My rating: 5 of 5 stars
Steel’s Edge could be considered the literary equivalent of throwing “everything plus the kitchen sink” into a novel. The emotional grief, memorable characters, moral high ground, clearly defined evil villains, noble heroes and heroines, morally compromised but endearing scoundrels, horrible revelations, a few monsters and the list goes on. I did not see any angels so they must have eliminated that one just to be different (since they are turning up in every PNR/UF book I read these days).
You are going to cheer on the heroes, hate the villains and hope for the romance to overcome the impossible odds. All joking aside, I am going to keep hoping that the authors may feel an overwhelming need to revisit this world in the future, I hate to see it end and to say this was a 5 Star effort does little to share the epic nature of this final book in the series.
My favorite line of the book was this (to Richard from his brother)
“Congratulations, you finally managed to find a woman as tragically noble as yourself, I did not think one existed”
I suggest you buy all the Edge books if you have not read them since this is a series of interlinking stories that build into this novel as its culminating effort. There are still more stories to be told and I hope they see the light of day in the future. 5 Stars, highly recommended and feeling a severe lack of the ability describe the extraordinary nature of this novel.
NOTE: This novel can possibly be enjoyed as a standalone but I would not recommend that since part of the enjoyment is seeing the conclusion of threads that have been left hanging from other books in the series.
Of course, the first three books are on Mount TBR, but looks like I might have to move them up the list a bit.


6 thoughts on “Guest Review – Steel’s Edge

  1. dougmeeks says:

    I highly recommend the whole series, its hard to fit into a genre because it crosses over into so many.
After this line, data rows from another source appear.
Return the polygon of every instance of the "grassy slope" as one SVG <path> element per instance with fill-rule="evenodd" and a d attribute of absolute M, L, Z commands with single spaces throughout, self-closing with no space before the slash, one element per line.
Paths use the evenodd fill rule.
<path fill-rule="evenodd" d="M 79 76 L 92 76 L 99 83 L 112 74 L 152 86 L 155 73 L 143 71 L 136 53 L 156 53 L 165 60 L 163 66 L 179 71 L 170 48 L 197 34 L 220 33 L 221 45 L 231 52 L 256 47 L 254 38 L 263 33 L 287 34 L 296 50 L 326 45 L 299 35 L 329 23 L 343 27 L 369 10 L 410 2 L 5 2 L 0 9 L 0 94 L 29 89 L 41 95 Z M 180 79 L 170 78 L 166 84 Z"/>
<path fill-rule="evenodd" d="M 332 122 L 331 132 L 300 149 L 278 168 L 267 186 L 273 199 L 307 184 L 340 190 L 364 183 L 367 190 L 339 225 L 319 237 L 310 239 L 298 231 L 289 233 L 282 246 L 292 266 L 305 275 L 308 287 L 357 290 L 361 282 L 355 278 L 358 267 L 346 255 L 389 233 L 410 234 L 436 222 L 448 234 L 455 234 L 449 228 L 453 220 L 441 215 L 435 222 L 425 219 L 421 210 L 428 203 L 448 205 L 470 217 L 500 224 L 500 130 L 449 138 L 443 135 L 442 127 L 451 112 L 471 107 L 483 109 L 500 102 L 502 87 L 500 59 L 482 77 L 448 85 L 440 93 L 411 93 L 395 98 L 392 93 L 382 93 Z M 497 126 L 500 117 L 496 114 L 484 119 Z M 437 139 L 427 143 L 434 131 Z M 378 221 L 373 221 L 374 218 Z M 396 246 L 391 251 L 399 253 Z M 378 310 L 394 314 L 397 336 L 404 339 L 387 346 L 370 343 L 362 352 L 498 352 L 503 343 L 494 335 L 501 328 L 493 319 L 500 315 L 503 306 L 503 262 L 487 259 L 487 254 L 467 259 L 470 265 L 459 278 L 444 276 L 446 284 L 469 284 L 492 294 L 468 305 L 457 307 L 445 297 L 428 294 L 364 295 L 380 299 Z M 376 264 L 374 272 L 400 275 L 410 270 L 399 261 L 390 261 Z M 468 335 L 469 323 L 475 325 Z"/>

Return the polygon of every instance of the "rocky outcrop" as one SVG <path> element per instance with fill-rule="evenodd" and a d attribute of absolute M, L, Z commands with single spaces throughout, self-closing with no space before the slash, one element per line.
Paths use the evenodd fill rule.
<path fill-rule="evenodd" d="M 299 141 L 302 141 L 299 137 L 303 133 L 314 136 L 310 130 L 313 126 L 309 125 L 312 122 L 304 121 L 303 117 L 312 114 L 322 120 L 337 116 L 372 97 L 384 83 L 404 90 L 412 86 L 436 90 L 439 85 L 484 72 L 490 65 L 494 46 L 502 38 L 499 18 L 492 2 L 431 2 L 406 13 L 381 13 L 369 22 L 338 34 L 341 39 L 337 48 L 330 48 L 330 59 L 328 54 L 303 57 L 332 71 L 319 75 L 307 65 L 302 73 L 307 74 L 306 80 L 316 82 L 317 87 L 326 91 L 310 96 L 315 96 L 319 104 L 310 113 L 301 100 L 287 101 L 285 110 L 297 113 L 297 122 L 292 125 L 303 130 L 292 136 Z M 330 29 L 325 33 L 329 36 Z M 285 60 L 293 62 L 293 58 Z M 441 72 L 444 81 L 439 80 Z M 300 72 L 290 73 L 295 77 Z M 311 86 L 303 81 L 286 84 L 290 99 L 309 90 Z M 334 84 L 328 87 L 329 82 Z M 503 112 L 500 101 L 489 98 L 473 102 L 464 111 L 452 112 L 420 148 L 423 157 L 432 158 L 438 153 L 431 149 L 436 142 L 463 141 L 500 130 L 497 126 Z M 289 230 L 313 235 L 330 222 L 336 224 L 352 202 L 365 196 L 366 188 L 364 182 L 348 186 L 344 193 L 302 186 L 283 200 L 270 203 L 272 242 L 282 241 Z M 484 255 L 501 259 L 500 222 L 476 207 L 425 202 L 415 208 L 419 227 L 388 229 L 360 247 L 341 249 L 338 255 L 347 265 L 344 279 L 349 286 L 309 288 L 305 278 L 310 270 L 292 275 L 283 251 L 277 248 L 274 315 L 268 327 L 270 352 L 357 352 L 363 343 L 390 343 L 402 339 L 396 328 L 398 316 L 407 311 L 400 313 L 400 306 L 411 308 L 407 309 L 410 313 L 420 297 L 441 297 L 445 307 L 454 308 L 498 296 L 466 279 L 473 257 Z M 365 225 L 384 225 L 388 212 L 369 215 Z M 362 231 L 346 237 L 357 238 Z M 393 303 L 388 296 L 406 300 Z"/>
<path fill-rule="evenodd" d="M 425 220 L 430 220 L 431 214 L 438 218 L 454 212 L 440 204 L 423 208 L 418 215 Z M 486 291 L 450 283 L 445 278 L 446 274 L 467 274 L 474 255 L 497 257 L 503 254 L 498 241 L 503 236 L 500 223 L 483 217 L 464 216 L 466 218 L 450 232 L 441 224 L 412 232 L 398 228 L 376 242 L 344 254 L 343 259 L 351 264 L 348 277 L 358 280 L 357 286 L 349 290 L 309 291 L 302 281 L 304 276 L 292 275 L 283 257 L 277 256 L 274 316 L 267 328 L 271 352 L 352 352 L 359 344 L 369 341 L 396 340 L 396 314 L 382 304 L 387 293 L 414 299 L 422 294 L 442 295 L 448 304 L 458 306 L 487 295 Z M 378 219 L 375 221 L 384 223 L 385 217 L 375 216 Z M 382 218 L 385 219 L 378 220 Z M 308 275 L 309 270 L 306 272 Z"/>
A world where our normal Earth and what amounts to Fairy Tale land coexist with The Edge in between. Amazing stuff. I wish I had that kind of imagination.

    • Jean says:

      I love this series (and authors) and I’m sad to see it ending or going on hiatis. I’d buy a non-fiction manual on how to change a baby’s diaper if Ilona Andrews published it, talented couple.

      • kaleigha says:

        Talented and somewhat under appreciated. I would love to see them get the recognition of being switched to hardcover. It would be a big boost for them.

  2. Jean says:

    So I’ve been wondering about the whole hardcover thing! I love seeing authors I follow releasing hard cover books but hate the financial hit I take buying the hard cover. I can’t believe Ilona Andrews doesn’t have the following to warrant hard cover releases, so was wondering if it was some altruistic move on their part to keep their work accessible??

    • Douglas Meeks says:

      @Jean – “was some altruistic move on their part to keep their work accessible?” – see as how they typically give away novels via serialization on their website that are better than most authors can even write, I would not doubt it, they seem to be genuinely nice people.